So you're a political science major... Now what? Here's what to expect over your next four years in college. Ask any other political science major and they'll be able to relate.
Everyone is convinced your major is the easiest thing in the world.
Poli sci classes are hard, let me tell you from personal experience. My politics professors have twisted my brain into knots I didn’t think I could ever unravel. Last semester I took an intro level international politics class and an upper level biology class. Which one do you think was tougher? Politics. Definitely.
People ask you what you’re going to do with your major constantly.
“Soooo.. Law school right?” Listen we have no idea what we want to do after college yet, but law school definitely isn’t the only option for us. Political science is a broad field and we shouldn’t all be boxed into the Elle Woods category.
You’ve had that one class that has made you rethink your entire stance on politics.

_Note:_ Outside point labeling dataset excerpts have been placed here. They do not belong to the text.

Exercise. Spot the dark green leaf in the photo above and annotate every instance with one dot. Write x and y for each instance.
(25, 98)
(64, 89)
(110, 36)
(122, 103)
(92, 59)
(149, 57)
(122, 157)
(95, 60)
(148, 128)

You walked into class on the first day of the semester thinking you were a die hard conservative Republican. On the last day, you found that you were a bit (maybe even a lot…) more liberal than you thought. Political science classes don’t teach you what to think, they teach you how to think. This can sometimes really open a poli sci student’s eyes to different viewpoints and opinions.
Your Facebook is filled with shared political articles.
Let me scroll down my wall really quickly… “Bernie Sanders tops Hillary Clinton by 2-to-1 Margin in New Hampshire.” Shared. “Donald Trump Vows to Ban All Canadians from Entering U.S.” Shared. “Vampire Weekend Will Perform at a Bernie Sanders Rally in Iowa Tonight? Whaaaat?" Shared. Shared. Shared.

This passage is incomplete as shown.